Ainda, Saviani (1999) afirma que o sistema social existente é decorrente de uma subordinação histórica e, como tal, não somente pode como deve ser superada. A plenitude da educação como, no limite, a plenitude humana, está condicionada à superação dos antagonismos sociais. (1999, p.96). Porém, nas sociedades de classes, a subordinação real da educação reduz sua margem de autonomia, mas não a exclui.

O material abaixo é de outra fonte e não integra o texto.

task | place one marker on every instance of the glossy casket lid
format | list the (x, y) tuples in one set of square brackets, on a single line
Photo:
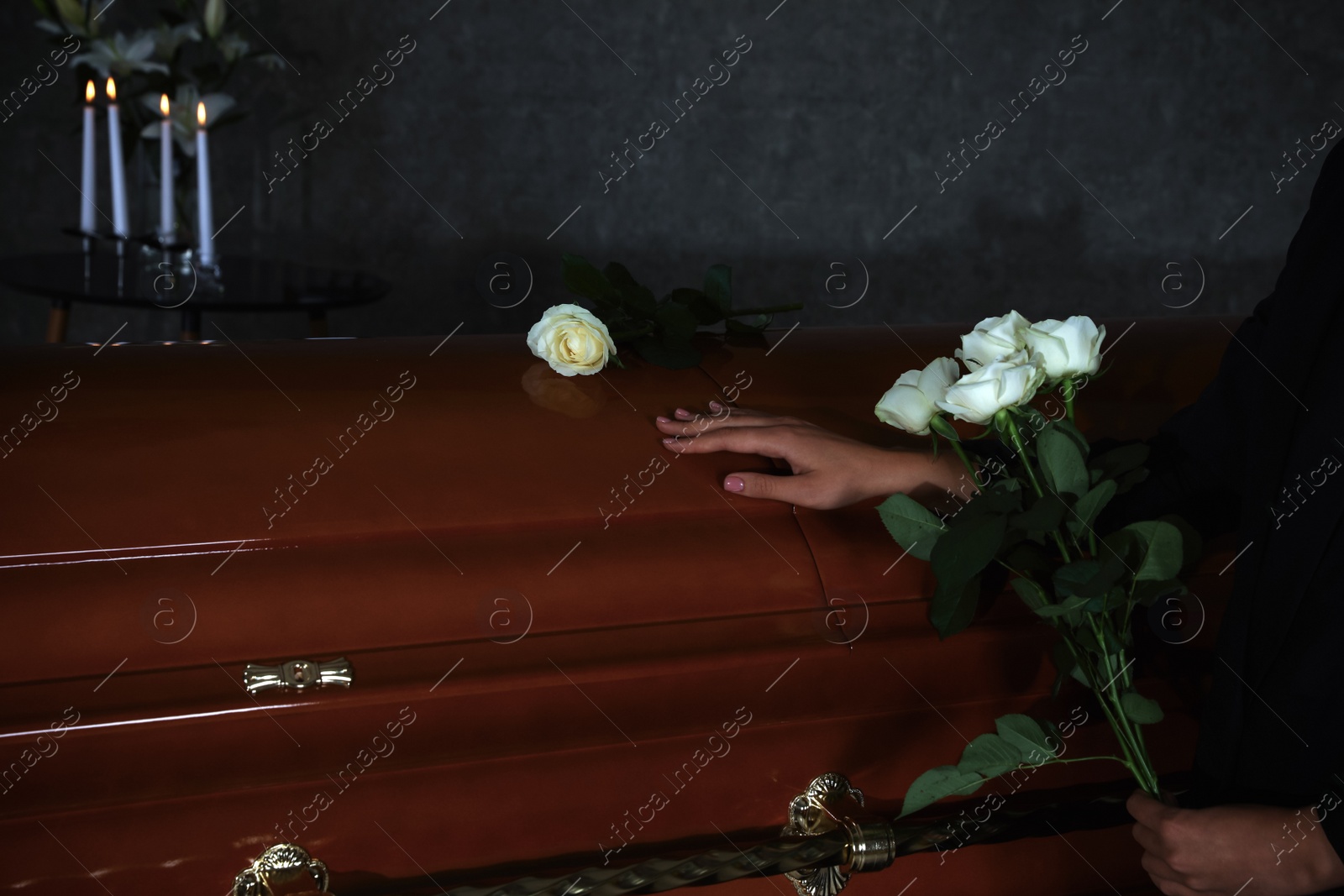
[(161, 472), (486, 485), (152, 497)]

O currículo, enquanto “definição” oficial, expressa os interesses dos grupos e classes colocados em vantagem em relações de poder, ou seja, é a expressão dessa relação de poder, fazendo com que os grupos subjugados continuem nessa condição. “Seu aspecto contestado não é demonstração de que o poder não existe, mas apenas de que o poder não se realiza exatamente conforme suas intenções”. (SILVA, 2002, p. 29). Cabe, então, aos educadores identificar e analisar as forças que vão desde o poder dos grupos dominantes, quanto aos atos cotidianos, nas escolas e salas de aula, que são manifestações sutis e complexas que reforçam a dominação e contribuem para a reprodução ideológica vigente. Segundo o autor, existe um ‘currículo oculto’ que se refere ao processo de aprendizagem processual socializador e colateral ao currículo escolar formal, que permeia as normas de comportamento social (valores, mensagens de natureza afetiva, condutas, visões de mundo, entre outros). Desta maneira, podemos questionar sobre o preparo que os educadores escolares têm para o entendimento do papel do Estado-Nação, a condição de problematizar o conhecimento geográfico dos lugares e as possibilidades de seus próprios projetos para o futuro, em um período histórico cuja inovação tecnológica é atrelada ao mercado de capital e responsável por grandes transformações socioespaciais.